First thoughts on Shiraz

This is going to be a fantastic time.

Food will, of course, all be excellent. We started today with calepuche, a soup of lamb’s tongue and offal. Doesn’t sound like it could be, but it was a favorite of ours even as kids. This was supposedly the best in the city (and definitely the best I’ve had). Lunch was at a buffet with literally hundreds of different dishes from which to choose. I was surprised to see a Trip Advisor recommended sticker on the door! The highlights there were watching the baker cook sangak bread in a clay oven atop tiny hot stones and my first taste of a dish made of olives covered in a paste of pomegranate molasses and ground walnuts with torshi spices. Dinner was homemade khorest e bademjan, eggplant stew with tender baby goat meat, and an assortment of pickled veggies with rice and tahdeeg.

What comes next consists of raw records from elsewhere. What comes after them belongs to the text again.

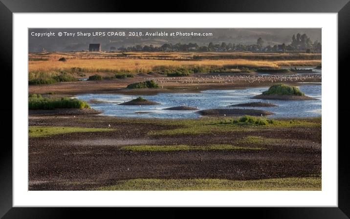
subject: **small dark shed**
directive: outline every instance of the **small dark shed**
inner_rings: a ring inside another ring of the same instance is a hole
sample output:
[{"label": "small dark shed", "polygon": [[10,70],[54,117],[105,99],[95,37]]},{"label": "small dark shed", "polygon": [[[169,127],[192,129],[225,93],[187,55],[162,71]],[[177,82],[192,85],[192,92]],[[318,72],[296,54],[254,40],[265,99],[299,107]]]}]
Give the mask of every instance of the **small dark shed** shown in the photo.
[{"label": "small dark shed", "polygon": [[100,51],[101,44],[100,43],[90,43],[88,46],[88,51],[90,52]]}]

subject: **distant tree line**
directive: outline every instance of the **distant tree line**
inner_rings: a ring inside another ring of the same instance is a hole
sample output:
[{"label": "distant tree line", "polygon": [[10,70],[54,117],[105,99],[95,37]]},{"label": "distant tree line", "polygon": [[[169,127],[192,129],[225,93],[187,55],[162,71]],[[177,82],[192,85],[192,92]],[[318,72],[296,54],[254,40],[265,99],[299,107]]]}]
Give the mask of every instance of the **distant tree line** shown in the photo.
[{"label": "distant tree line", "polygon": [[[256,44],[246,45],[243,44],[226,43],[222,42],[214,44],[210,42],[207,46],[199,46],[197,43],[191,42],[188,44],[178,43],[175,44],[165,43],[161,46],[154,46],[153,45],[136,45],[127,47],[122,46],[118,50],[123,52],[160,52],[160,51],[306,51],[322,50],[322,45],[317,40],[312,42],[306,34],[300,33],[293,35],[290,44],[275,44],[271,46],[270,45],[264,46],[264,42],[262,38],[259,38]],[[111,50],[116,49],[114,46],[111,46]]]}]

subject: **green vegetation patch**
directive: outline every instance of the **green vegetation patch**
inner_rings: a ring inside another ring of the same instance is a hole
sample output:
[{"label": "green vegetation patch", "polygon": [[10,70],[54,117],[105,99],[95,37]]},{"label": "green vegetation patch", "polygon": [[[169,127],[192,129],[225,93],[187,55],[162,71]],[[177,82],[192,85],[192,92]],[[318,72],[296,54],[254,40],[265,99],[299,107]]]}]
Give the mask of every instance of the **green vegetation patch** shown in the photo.
[{"label": "green vegetation patch", "polygon": [[29,85],[50,84],[58,82],[75,81],[77,79],[66,71],[33,71],[28,75]]},{"label": "green vegetation patch", "polygon": [[208,117],[200,119],[155,120],[153,123],[175,126],[175,127],[172,129],[150,131],[148,134],[167,136],[197,135],[242,131],[259,131],[271,128],[276,129],[276,131],[278,131],[277,129],[279,128],[321,125],[320,118],[291,120],[269,119],[261,117],[248,116],[241,118],[227,118],[224,120],[222,119],[222,118],[220,117]]},{"label": "green vegetation patch", "polygon": [[298,95],[304,96],[305,94],[300,91],[299,88],[284,84],[275,84],[271,86],[266,91],[262,92],[263,95]]},{"label": "green vegetation patch", "polygon": [[54,135],[74,132],[109,132],[110,128],[82,128],[79,127],[29,126],[29,137],[44,137]]},{"label": "green vegetation patch", "polygon": [[131,74],[116,74],[114,78],[118,79],[125,79],[127,78],[133,78],[133,75]]},{"label": "green vegetation patch", "polygon": [[208,150],[262,150],[258,147],[239,147],[229,144],[214,144],[205,146],[177,145],[131,145],[124,146],[122,150],[134,151],[170,151]]},{"label": "green vegetation patch", "polygon": [[55,109],[89,108],[90,106],[85,101],[75,98],[43,98],[40,95],[29,95],[28,107],[30,110],[52,110]]},{"label": "green vegetation patch", "polygon": [[246,115],[237,119],[234,119],[220,121],[219,124],[229,124],[238,125],[267,125],[268,124],[274,124],[275,122],[276,121],[273,119]]},{"label": "green vegetation patch", "polygon": [[95,190],[321,190],[321,177],[288,178],[251,180],[217,179],[134,179],[120,180]]},{"label": "green vegetation patch", "polygon": [[94,75],[88,77],[88,80],[102,80],[102,76],[100,75]]},{"label": "green vegetation patch", "polygon": [[140,88],[156,88],[159,87],[158,84],[153,80],[146,80],[143,82],[138,82],[130,84],[127,87],[129,89],[140,89]]}]

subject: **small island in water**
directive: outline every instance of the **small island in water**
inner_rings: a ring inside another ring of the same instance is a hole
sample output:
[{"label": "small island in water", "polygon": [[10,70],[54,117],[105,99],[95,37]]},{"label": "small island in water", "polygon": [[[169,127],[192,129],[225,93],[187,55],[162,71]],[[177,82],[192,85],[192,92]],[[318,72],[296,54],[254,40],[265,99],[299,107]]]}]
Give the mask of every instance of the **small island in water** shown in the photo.
[{"label": "small island in water", "polygon": [[297,87],[284,84],[271,86],[262,94],[252,98],[253,99],[279,100],[317,100],[305,95]]},{"label": "small island in water", "polygon": [[197,107],[191,107],[190,106],[174,106],[174,107],[169,107],[163,109],[167,110],[197,110],[198,109]]},{"label": "small island in water", "polygon": [[250,106],[251,107],[270,107],[272,106],[278,106],[277,105],[270,103],[269,102],[246,102],[244,103],[239,103],[238,104],[230,105],[227,106]]},{"label": "small island in water", "polygon": [[119,103],[118,105],[159,105],[160,103],[153,101],[150,101],[141,97],[136,99],[132,100],[128,102]]}]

The weather is beautiful, the jetlag is real, the people are as lovely and welcoming as expected. Passport control was surprisingly uneventful once we got over a little language-based misunderstanding. I was pleased to see that the line for non-Iranian tourist entry was almost as long as the Iranian passport-holders line, mostly made up of one German and one Italian tour group.

Norah is a hit. I keep over hearing exclamations about her hair being like gold, plenty of people are pinching her cheeks, trying to give her candy, and blessing her. She’s eating it up. She has had a couple of cultural misunderstandings herself, one of which she blamed on the other party not being ‘real and speaking real like me.’ Our ideas about what is real are expanding every day. She asked my dad tonight, ‘Baba, why do Iranian people always yell?’ and was pleased to learn that they aren’t all angry.

This place is busy, loud, dusty, beautiful, and delicious. I hope this is the first trip of many.

No time now but I don’t want to forget about the recycling scouts, the ‘old bread for salt’ man and the cow trucks.